Get a holistic view of threat activity and various types of threats seen in your
Prisma Access and NGFW environments.
Where Can I Use This? | What Do I Need? |
| You must have at least one of these licenses to use the Activity
Insights:The other licenses needed to view the Activity Insights:Threats
tab are:- Strata Logging Service
- CDSS licenses
- ADEM Observability will unlock additional
Prisma Access features
|
Get a holistic view of threat activity and various types of threats
seen in your network. The tab shows the total number of threat sessions seen in your
Prisma Access and NGFW deployments, breakdown of the numbers based on threat
category and threat severity for the selected time period. You can search on a
security artifact (file hash, a URL, a domain, or an IP address (IPv4 or IPv6)

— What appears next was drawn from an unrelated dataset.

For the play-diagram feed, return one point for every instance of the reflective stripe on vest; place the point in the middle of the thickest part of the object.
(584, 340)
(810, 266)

associated with a threat to know the Palo Alto Networks threat intelligence analysis
and the third-party analysis findings.
Review the following details of unique threats
in your network:
Threat Name- Threat signature name. Use this
to find the latest
Threat Vault information about the
threat including all the threat sessions during a time range.
Threat ID- Unique threat signature ID. Use
the threat ID to look up the latest information that the Palo Alto Networks
threat database has for this signature.
Threat Category and Subcategory- The
type of threats based on threat
signatures (Antivirus, Spyware (C2), and Vulnerability).
Severity- The threat severity is determined
based on how easy it is to exploit the vulnerability, the impact on
vulnerability, the pervasiveness of the vulnerable product, the impact of
the vulnerability, and more. The severity is categorized as:
- Critical- When vulnerability affects default installations of very
widely deployed software and the exploits can result in root
compromised. The exploit code( information about how to exploit the
system code, methods, Proof of concept(POC)) is widely available and
easy to exploit. The attacker doesn't need any special
authentication credentials, or knowledge about individual
victims.
- High- Threats that have the ability to become critical but have
mitigating factors; for example, they may be difficult to exploit,
do not result in elevated privileges, or do not have a large victim
pool.
- Medium- Minor threats in which impact is minimized, such as DoS
attacks that do not compromise the target or exploits that require
an attacker to reside on the same LAN as the victim, affect only
non-standard configurations or obscure applications, or provide very
limited access.
- Low- Warning-level threats that have very little impact on an
organization's infrastructure. They usually require local or
physical system access and may often result in victim privacy or DoS
issues and information leakage.
- Informational- Suspicious events that do not pose an immediate
threat, but that are reported to call attention to deeper problems
that could possibly exist.
Total Sessions- the number of sessions where
the threat was detected. Click the threat name to view all related threat
sessions in the specified time range. The threat session table provides
context on the threat such as time when the Palo Alto Network security
services detected the threats, users, rules, applications, devices impacted
by the threat, and action taken (allowed or blocked) on the threat.
Total Users- number of users exposed to the
threat.
Allowed Threats and Blocked Threats- review
the action enforced on the threat to ensure the actions are not triggering
false positives on your network.
Actions- investigate the log history of the threat in
the
Log
Viewer.
Reports- You cannot generate report that cover the data in this view.